In yet still another embodiment of the various methods, kits, or uses provided herein, the lenvatinib or a pharmaceutically acceptable salt thereof is lenvatinib mesylate. Suitable pharmaceutically acceptable excipients are disclosed in EP2468281 and the prescribing information for LENVIMA®. Capsules for oral administration contain 4 mg or 10 mg of lenvatinib, equivalent to 4.90 mg or 12.25 mg of lenvatinib mesylate, respectively. In another embodiment, when a pharmaceutically acceptable salt of lenvatinib is administered, such as lenvatinib mesylate, and the dose of lenvatinib to be used is 4 mg, a medical practitioner would know to administer 4.90 mg of lenvatinib mesylate. In another embodiment, when a pharmaceutically acceptable salt of lenvatinib is administered, such as lenvatinib mesylate, and the dose of lenvatinib to be used is 10 mg, a medical practitioner would know to administer 12.25 mg of lenvatinib mesylate.

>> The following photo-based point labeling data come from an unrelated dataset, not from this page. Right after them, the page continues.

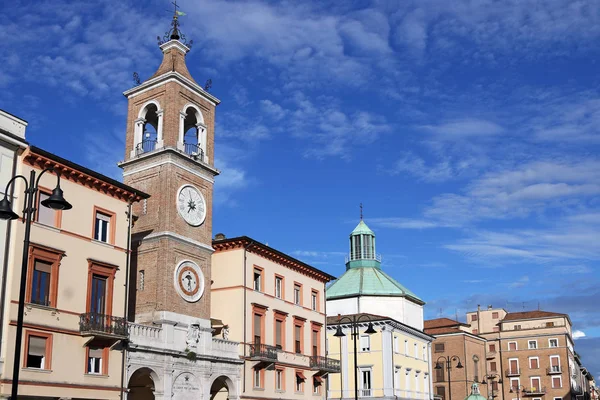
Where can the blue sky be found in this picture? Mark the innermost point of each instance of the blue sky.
(470, 130)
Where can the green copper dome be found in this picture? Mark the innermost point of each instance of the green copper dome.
(475, 395)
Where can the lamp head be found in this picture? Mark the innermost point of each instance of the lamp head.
(338, 332)
(56, 201)
(6, 212)
(370, 330)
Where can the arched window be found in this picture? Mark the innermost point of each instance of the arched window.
(193, 132)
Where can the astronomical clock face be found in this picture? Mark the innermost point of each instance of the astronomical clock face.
(189, 281)
(191, 205)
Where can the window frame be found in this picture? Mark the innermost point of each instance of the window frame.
(48, 350)
(102, 269)
(111, 231)
(57, 213)
(45, 254)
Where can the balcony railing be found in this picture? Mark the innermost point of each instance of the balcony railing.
(555, 369)
(102, 325)
(325, 364)
(145, 146)
(194, 150)
(534, 391)
(263, 352)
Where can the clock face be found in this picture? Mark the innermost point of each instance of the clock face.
(191, 205)
(189, 281)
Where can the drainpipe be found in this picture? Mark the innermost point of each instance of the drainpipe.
(126, 305)
(245, 316)
(6, 252)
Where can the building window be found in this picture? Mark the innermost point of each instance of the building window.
(300, 378)
(42, 275)
(46, 215)
(104, 225)
(556, 382)
(365, 343)
(38, 348)
(534, 363)
(142, 280)
(279, 287)
(96, 363)
(298, 294)
(279, 379)
(298, 342)
(258, 322)
(279, 333)
(257, 279)
(555, 363)
(258, 378)
(365, 383)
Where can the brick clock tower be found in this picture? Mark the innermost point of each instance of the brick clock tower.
(170, 155)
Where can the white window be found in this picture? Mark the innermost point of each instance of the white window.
(257, 279)
(94, 360)
(102, 227)
(365, 382)
(278, 287)
(365, 343)
(532, 344)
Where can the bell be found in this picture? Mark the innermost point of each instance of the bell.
(6, 211)
(56, 201)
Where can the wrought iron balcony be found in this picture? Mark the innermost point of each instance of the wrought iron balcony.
(534, 391)
(325, 364)
(94, 324)
(263, 352)
(145, 146)
(194, 150)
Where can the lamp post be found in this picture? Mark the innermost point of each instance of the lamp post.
(448, 361)
(491, 377)
(56, 201)
(518, 389)
(354, 321)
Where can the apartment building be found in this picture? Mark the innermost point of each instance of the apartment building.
(274, 305)
(394, 361)
(453, 344)
(75, 298)
(532, 349)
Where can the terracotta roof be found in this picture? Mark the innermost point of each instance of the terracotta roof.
(441, 322)
(531, 314)
(443, 331)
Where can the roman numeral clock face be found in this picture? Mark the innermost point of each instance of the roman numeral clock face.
(191, 205)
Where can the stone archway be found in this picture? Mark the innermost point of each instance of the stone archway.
(142, 385)
(221, 388)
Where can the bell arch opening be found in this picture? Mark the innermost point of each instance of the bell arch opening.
(141, 385)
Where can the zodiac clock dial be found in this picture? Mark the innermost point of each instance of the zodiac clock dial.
(189, 281)
(191, 205)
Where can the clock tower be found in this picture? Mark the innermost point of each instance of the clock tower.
(170, 155)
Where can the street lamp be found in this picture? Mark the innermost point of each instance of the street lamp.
(518, 389)
(490, 377)
(448, 361)
(56, 201)
(354, 325)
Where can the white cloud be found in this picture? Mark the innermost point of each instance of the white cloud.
(577, 334)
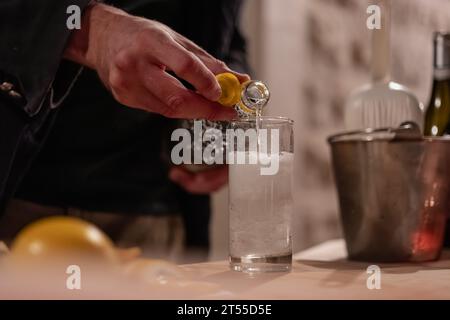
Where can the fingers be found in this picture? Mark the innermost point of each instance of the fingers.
(200, 183)
(181, 102)
(216, 66)
(189, 67)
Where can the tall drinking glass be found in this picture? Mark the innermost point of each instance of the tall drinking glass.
(260, 194)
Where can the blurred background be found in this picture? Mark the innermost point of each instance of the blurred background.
(312, 54)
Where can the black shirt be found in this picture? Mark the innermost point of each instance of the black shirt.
(103, 156)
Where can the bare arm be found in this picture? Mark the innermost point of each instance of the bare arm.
(132, 56)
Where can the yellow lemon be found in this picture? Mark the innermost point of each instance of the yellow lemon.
(231, 89)
(62, 238)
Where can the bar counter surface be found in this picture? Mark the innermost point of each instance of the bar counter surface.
(323, 272)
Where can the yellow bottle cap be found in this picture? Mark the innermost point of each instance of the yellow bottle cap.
(231, 89)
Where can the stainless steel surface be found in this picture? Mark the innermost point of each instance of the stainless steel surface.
(394, 192)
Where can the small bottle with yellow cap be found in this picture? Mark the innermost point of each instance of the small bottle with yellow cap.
(248, 98)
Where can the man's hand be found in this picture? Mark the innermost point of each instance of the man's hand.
(203, 182)
(132, 56)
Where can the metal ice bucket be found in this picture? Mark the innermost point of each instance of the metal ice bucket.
(394, 189)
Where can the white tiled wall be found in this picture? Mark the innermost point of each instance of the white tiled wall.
(313, 53)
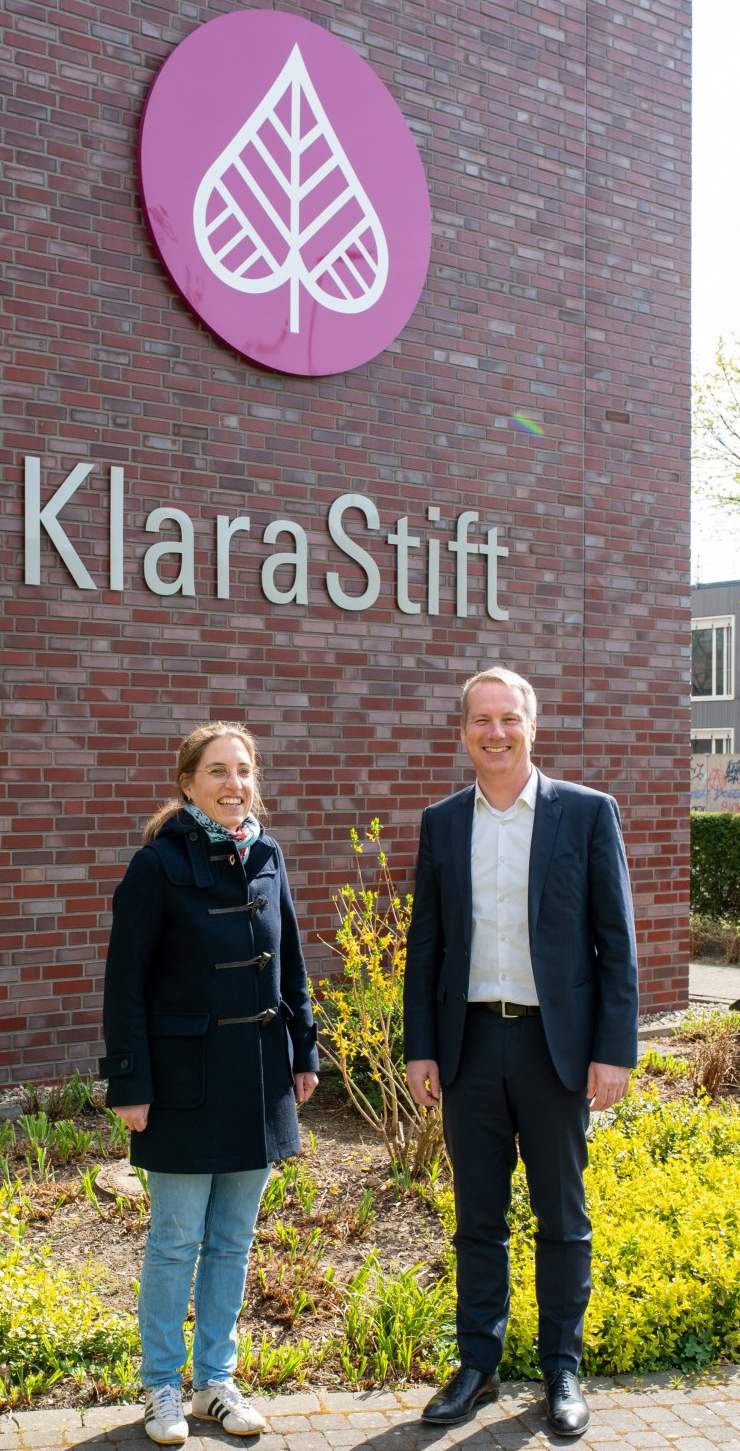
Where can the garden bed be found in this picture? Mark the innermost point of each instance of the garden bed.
(353, 1270)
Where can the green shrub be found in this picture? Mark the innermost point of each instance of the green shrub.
(714, 938)
(716, 864)
(52, 1321)
(663, 1193)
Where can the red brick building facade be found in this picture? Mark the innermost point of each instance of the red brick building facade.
(555, 135)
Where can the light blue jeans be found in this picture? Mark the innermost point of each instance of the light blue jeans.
(208, 1218)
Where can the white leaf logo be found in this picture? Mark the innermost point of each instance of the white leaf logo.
(282, 203)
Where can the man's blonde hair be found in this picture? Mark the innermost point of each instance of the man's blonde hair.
(498, 672)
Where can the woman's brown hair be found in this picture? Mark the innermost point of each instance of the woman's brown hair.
(187, 759)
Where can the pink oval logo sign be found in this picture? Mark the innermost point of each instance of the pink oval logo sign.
(285, 193)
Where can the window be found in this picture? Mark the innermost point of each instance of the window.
(711, 659)
(713, 742)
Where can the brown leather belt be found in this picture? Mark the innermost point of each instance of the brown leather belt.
(508, 1009)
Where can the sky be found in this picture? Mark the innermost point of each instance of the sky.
(716, 238)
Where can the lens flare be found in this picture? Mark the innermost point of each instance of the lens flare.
(527, 425)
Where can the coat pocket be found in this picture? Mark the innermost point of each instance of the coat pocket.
(177, 1046)
(286, 1013)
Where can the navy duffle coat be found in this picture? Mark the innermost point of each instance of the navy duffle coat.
(200, 946)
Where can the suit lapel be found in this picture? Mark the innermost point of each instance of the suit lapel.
(544, 830)
(462, 842)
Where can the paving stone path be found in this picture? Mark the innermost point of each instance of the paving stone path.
(650, 1412)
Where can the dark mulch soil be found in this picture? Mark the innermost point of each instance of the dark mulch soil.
(347, 1165)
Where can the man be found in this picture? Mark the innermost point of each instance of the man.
(521, 1001)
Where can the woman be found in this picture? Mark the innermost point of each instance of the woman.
(209, 1041)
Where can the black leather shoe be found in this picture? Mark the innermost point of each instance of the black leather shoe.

Standard methods in molecular biology are described Sambrook, Fritsch and Maniatis (1982 & 1989 2nd Edition, 2001 3rd Edition) Molecular Cloning, A Laboratory Manual, Cold Spring Harbor Laboratory Press, Cold Spring Harbor, NY; Sambrook and Russell (2001) Molecular Cloning, 3rd ed., Cold Spring Harbor Laboratory Press, Cold Spring Harbor, NY; Wu (1993) Recombinant DNA, Vol. 217, Academic Press, San Diego, CA). Standard methods also appear in Ausbel, et al. (2001) Current Protocols in Molecular Biology. Vols. 1-4, John Wiley and Sons, Inc. New York, NY, which describes cloning in bacterial cells and DNA mutagenesis (Vol. 1), cloning in mammalian cells and yeast (Vol. 2), glycoconjugates and protein expression (Vol. 3), and bioinformatics (Vol. 4).
Methods for protein purification including immunoprecipitation, chromatography, electrophoresis, centrifugation, and crystallization are described (Coligan, et al. (2000) Current Protocols in Protein Science. Vol. 1, John Wiley and Sons, Inc., New York). Chemical analysis, chemical modification, post-translational modification, production of fusion proteins, glycosylation of proteins are described (see, e.g., Coligan, et al. (2000) Current Protocols in Protein Science, Vol. 2, John Wiley and Sons, Inc., New York; Ausubel, et al. (2001) Current Protocols in Molecular Biology. Vol. 3, John Wiley and Sons, Inc., NY, NY, pp. 16.0.5-16.22.17; Sigma-Aldrich, Co. (2001) Products for Life Science Research, St. Louis, MO; pp. 45-89; Amersham Pharmacia Biotech (2001) BioDirectory, Piscataway, N.J., pp. 384-391). Production, purification, and fragmentation of polyclonal and monoclonal antibodies are described (Coligan, et al. (2001) Current Protcols in Immunology. Vol. 1, John Wiley and Sons, Inc., New York; Harlow and Lane (1999) Using Antibodies. Cold Spring Harbor Laboratory Press, Cold Spring Harbor, NY; Harlow and Lane, supra). Standard techniques for characterizing ligand/receptor interactions are available (see. e.g., Coligan, et al. (2001) Current Protocols in Immunology, Vol. 4, John Wiley, Inc., New York).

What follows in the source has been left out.